A loan collector in Spain earns about 14,200 EUR a year. That's 55% below the national average of 31,520 EUR.

Pay ranges widely from country to country and from role to role. The lowest reported salaries in Spain sit around 6,200 EUR a year, while the very top stretches to 23,400 EUR. Everything on this page is in Euro (EUR, symbol €), which lets you compare numbers like-for-like without worrying about exchange rates.

The numbers here are pulled together from official government wage data, large independent salary surveys, and aggregated worker-reported pay. Most reported salaries include the benefits that are common in Spain, such as housing or transport allowances, which is worth keeping in mind if you're comparing against a country where those are usually paid on top.


How much does a loan collector make in Spain?

Average salary
14,200 EUR
1,183 EUR per month
Lowest reported
6,200 EUR
516 EUR per month
Highest reported
23,400 EUR
1,950 EUR per month

A typical loan collector working in Spain brings home around 1,183 EUR a month before tax. Entry-level pay starts near 6,200 EUR, and the top of the ladder reaches roughly 23,400 EUR for the most experienced and specialised people in the role.

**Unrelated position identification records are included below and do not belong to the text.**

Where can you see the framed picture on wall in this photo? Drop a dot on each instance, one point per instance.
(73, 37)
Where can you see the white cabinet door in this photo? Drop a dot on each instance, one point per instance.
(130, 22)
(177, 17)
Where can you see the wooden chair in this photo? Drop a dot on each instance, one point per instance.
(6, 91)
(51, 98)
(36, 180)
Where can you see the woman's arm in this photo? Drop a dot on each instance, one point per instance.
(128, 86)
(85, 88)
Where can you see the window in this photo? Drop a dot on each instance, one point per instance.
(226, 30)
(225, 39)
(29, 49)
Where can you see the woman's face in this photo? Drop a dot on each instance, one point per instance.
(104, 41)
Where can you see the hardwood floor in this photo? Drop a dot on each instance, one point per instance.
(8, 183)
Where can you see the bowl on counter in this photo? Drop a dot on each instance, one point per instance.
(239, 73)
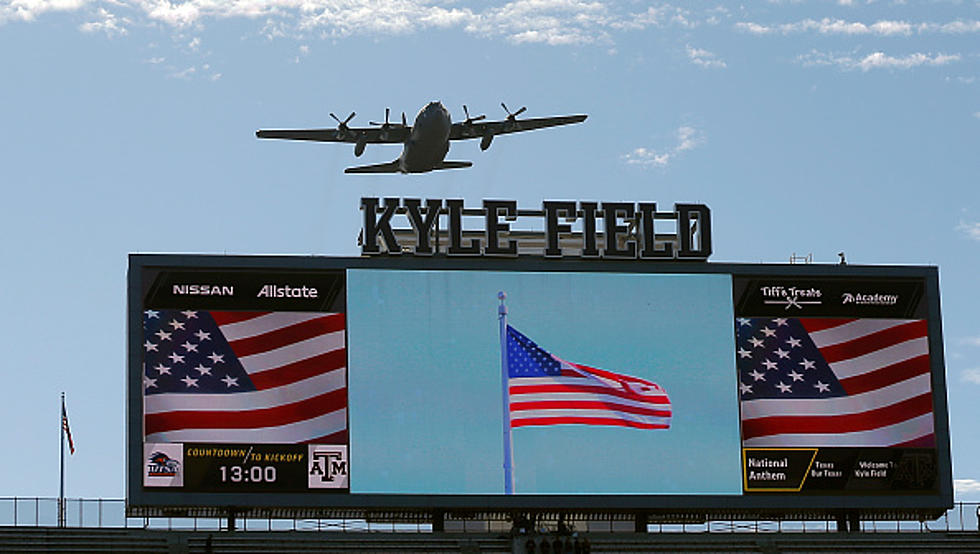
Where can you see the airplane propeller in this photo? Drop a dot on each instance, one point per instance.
(342, 125)
(512, 117)
(386, 125)
(469, 119)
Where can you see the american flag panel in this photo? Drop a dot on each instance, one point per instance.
(244, 377)
(546, 390)
(812, 382)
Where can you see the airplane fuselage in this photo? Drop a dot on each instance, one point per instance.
(428, 143)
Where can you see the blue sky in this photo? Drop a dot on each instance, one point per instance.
(127, 126)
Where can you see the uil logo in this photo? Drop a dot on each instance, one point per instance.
(161, 465)
(328, 467)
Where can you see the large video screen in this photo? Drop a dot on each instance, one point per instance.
(356, 384)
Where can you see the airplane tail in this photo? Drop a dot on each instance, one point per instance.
(390, 167)
(453, 165)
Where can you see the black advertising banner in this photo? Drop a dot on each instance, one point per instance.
(829, 297)
(837, 470)
(246, 290)
(835, 386)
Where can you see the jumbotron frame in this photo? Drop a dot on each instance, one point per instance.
(642, 508)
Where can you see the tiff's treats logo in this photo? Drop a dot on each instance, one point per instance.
(791, 297)
(875, 299)
(164, 465)
(328, 468)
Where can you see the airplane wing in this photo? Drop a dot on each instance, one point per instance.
(364, 135)
(463, 130)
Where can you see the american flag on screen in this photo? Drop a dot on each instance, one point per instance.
(250, 377)
(546, 390)
(834, 382)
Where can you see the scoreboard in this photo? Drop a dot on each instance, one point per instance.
(674, 390)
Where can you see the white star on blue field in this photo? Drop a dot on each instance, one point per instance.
(808, 127)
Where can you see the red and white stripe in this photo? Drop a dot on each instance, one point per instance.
(298, 363)
(883, 365)
(588, 396)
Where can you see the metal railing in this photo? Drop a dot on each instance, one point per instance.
(109, 513)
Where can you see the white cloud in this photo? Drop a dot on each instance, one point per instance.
(829, 26)
(704, 58)
(29, 10)
(688, 138)
(107, 23)
(877, 60)
(966, 486)
(553, 22)
(972, 230)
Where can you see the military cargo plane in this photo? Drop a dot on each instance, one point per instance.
(426, 142)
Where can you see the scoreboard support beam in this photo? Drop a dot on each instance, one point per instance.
(640, 521)
(438, 521)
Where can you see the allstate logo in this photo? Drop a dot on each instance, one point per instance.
(161, 465)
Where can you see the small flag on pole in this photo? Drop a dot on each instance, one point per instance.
(67, 430)
(546, 390)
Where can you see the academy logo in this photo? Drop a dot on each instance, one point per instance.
(875, 299)
(328, 467)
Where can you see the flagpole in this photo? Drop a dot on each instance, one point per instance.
(505, 393)
(61, 490)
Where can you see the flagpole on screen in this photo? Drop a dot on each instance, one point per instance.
(61, 490)
(504, 377)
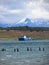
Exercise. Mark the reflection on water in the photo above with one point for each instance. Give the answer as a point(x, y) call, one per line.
point(34, 52)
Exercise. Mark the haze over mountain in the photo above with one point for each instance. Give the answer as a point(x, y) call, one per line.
point(28, 22)
point(24, 13)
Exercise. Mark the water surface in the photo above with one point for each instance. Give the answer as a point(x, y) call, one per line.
point(24, 57)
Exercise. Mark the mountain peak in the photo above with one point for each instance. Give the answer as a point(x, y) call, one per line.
point(27, 20)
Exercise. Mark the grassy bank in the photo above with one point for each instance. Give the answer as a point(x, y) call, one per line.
point(13, 34)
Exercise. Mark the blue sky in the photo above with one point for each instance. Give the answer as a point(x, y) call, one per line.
point(12, 11)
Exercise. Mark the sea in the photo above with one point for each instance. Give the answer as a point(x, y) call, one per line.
point(13, 52)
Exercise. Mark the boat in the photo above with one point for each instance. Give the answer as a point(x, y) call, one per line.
point(24, 38)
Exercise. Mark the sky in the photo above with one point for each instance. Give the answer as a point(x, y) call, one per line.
point(12, 11)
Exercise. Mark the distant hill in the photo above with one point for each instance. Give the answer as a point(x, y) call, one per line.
point(28, 22)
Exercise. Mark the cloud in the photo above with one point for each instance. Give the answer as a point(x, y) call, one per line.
point(14, 10)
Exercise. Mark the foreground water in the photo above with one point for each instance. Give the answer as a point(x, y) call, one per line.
point(24, 57)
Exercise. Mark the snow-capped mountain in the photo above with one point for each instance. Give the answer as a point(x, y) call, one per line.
point(33, 22)
point(28, 22)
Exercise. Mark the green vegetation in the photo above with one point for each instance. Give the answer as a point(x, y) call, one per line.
point(34, 32)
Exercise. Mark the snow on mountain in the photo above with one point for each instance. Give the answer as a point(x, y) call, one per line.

The wide gap between low end and top end reflects how much pay can vary inside the same job title. A junior loan collector working at a small local employer earns very different money from a senior at a multinational. Skills, employer, city and years in the seat all push the number around. For a cross-country comparison, see the loan collector salary in Belgium or Netherlands, both of which pay in the same currency.


How loan collector pay ranges in Spain

A good way to think about salary in Spain is to look at the distribution rather than the headline average. Half of all loan collectors in Spain earn less than 14,200 EUR a year, and the other half earn more. That middle number is the median, and it is usually more useful than the average for answering "is my pay normal here".

Looking at the quartiles fills in the picture. A quarter of earners take home less than 7,820 EUR (the 25th percentile), and a quarter clear 19,640 EUR (the 75th percentile). The middle 50% of loan collectors sit somewhere inside that band, which is where the typical reader of this page probably lives.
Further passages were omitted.